5) footnote 5: please further comment it, and provide examples. If not, this can be perceived as a mere speculation and I'm sure it's not the case
6) there is an ambiguity between the definition of the language resource(s) and the dataset(s). This is evident in Sec 4.2 and Table 3 for instance. Please remove this ambiguity and harmonize the definitions
7) Table 6, not sure what the "-" stands for. Is it to indicate that from the base model you've added that feature in the model? In the remainder of Section 6 this is indicated as "+". This needs to be harmonized

Finally, but most importantly since this question didn't get any answer: tuning CRF is indeed crucial for reaching good performance in particular domains, such as when annotating tweets. But what does your approach do to be innovative wrt conventional CRF-based ones? Beyond the feature engineering, the data annotation, and a gazetteer, what does your approach offer to the community in terms of novelty? So that we can let emerging from the paper the innovative spirit of the approach rather than listing a simple gaining in performance (which is anyway so tiny that is in the range of SOTA plus domain specific tuning and thus not much innovative)
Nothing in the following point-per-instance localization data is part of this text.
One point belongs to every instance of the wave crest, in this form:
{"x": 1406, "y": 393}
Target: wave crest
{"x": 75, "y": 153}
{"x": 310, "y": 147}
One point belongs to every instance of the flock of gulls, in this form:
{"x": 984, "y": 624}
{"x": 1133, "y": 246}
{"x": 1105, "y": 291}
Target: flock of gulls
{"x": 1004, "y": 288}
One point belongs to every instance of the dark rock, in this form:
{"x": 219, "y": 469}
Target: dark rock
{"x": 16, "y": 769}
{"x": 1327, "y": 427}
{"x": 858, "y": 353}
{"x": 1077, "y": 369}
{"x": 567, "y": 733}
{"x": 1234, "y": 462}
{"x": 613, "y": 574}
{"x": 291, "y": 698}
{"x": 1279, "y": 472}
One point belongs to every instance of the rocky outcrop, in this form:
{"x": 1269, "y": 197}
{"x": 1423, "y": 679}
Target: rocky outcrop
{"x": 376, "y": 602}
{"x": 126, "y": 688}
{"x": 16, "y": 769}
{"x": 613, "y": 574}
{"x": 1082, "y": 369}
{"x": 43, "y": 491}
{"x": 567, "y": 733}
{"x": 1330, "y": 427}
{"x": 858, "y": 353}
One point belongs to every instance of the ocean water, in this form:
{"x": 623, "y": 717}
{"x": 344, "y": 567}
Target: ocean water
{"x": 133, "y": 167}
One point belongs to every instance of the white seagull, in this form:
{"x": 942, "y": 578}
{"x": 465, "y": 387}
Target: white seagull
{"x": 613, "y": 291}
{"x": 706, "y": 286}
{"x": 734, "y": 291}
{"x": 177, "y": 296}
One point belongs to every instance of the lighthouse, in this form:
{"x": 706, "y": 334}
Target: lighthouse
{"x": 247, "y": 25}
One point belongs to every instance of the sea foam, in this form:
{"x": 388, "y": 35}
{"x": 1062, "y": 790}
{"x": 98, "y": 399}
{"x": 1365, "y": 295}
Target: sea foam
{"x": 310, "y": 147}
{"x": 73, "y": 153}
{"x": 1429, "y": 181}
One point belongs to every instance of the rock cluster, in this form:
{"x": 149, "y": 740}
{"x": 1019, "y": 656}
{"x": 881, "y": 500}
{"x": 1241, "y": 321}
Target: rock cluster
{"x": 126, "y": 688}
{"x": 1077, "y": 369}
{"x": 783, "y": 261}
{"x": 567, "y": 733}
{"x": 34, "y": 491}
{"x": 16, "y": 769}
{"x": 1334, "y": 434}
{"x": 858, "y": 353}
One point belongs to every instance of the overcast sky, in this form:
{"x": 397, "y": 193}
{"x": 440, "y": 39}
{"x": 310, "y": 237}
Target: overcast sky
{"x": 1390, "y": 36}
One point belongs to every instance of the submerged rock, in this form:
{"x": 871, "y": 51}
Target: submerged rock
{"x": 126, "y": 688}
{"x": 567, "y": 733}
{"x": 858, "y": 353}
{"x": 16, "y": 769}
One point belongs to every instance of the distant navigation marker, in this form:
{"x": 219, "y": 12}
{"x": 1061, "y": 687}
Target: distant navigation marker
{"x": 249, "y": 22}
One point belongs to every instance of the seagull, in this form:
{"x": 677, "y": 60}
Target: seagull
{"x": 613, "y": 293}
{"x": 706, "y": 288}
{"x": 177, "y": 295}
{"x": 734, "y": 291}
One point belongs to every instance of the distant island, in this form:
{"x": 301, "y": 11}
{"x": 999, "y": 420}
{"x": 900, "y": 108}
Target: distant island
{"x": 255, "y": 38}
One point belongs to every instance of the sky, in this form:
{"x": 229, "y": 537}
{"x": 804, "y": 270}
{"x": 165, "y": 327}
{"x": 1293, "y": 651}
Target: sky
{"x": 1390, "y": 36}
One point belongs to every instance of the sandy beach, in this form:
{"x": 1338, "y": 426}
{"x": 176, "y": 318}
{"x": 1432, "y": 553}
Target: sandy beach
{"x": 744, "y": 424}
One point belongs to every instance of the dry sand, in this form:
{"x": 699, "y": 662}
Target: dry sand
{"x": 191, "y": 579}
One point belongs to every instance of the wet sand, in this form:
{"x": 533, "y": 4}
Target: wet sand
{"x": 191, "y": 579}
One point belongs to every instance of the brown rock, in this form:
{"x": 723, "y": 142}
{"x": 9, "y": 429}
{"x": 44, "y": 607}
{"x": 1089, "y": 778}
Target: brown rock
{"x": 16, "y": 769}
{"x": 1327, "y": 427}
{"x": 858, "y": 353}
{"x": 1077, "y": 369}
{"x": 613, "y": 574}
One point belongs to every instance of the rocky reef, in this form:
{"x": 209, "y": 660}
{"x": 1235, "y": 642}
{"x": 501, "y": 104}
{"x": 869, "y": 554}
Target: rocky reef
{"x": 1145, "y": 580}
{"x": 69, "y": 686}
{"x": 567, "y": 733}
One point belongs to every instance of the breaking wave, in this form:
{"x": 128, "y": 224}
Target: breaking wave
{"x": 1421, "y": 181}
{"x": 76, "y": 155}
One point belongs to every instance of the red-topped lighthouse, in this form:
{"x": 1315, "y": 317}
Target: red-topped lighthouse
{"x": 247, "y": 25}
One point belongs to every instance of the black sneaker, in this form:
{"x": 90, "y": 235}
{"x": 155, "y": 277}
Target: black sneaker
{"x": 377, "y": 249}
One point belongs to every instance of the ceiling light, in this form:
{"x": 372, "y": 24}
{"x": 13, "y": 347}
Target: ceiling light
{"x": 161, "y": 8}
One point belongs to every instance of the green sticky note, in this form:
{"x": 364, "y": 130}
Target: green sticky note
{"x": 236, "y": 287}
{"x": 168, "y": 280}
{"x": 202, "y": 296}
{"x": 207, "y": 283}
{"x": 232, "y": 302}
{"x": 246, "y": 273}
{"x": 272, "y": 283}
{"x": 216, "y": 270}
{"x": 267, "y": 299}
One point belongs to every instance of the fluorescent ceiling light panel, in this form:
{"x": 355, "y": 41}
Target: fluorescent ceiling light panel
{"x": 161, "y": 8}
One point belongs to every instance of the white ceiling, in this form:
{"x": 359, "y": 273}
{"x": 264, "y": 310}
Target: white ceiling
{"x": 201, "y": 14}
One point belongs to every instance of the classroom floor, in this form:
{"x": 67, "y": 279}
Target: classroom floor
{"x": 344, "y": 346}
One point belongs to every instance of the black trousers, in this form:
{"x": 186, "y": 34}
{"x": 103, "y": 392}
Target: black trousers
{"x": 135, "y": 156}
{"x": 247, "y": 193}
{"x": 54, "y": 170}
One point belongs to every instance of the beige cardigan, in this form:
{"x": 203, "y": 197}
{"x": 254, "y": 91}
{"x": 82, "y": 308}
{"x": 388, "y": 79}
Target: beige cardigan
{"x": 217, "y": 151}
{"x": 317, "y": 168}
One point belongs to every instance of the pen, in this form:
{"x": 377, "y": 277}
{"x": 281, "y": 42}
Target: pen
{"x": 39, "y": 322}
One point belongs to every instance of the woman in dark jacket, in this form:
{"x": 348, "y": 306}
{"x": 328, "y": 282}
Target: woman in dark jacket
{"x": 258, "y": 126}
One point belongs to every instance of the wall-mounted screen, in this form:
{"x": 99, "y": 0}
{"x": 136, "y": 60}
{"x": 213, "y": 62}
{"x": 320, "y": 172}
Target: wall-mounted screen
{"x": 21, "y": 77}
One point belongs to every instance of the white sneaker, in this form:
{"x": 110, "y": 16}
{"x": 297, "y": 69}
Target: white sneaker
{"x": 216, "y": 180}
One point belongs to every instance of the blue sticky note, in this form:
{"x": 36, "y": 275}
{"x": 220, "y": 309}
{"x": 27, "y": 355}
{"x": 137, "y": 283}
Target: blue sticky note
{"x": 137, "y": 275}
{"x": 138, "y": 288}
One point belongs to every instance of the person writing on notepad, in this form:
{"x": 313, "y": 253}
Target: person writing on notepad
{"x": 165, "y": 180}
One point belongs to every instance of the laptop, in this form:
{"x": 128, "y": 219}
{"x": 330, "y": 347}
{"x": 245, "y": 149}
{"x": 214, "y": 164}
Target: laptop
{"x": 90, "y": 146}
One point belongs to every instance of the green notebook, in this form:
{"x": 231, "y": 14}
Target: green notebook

New text has been added, new typos can be spotted (a few, not all, listed here and please proof-read multiple times to ease the understanding):
- Semantic Web technologies focuses on -> ... focus on
- doesn’t -> no contractions
- Twitter example -> tweet
- differentiate/identify -> differentiate or identify?
- an CoNLL score -> .. a ... and generally be more precise in which metric is used, p/r/f1
- useful feature conjunctions -> conjunction features (?)
- didn’t -> did not (generally, avoid negative sentences)

Review #3
Anonymous submitted on 20/Sep/2016
Suggestion:
Accept
Review Comment:

In this revised manuscript, I am glad to see that two key weaknesses, namely, framing the contribution of the paper and details of the experimental evaluation (and comparisons to prior art), mentioned in my previous review are adequately handled.

Some minor issues:

- In section 6.2, now there are two types of comparisons to previous work: i) comparisons to [49] and [2] obtained by re-implementing the latter works, and ii) comparison to others, based on the “reported results” as shown in Table 11. However, these are presented in a rather mixed way. I recommend the authors to make this distinction more explicit by a clear discussion in text (e.g., Revising the sentence “Table 11 presents the comparison with the related works on UGC domain.” as ““Table 11 presents the comparison with the *other* related works on UGC domain *based on the reported results*.”) It might also be useful to reorganize the discussions/paragraphs in pages 13 and 14 accordingly.

- In Table 11, whenever possible, please state *both* the training set and test set (as in Tables 8 – 10) to facilitate the comparisons.

- Whenever appropriate, I recommend the authors avoiding to use expressions like “[XX] introduce this” but rather prefer to say “Doe et al. introduce this” (especially in Section 3) for the sake of readability.

- Regarding the CRF template file, my humble opinion is to squeeze it into one or two pages (e.g., using a table-like multi-column format) and providing together with the paper (i.e., as an Appendix), to facilitate the reproducibility of the findings by future readers of the paper.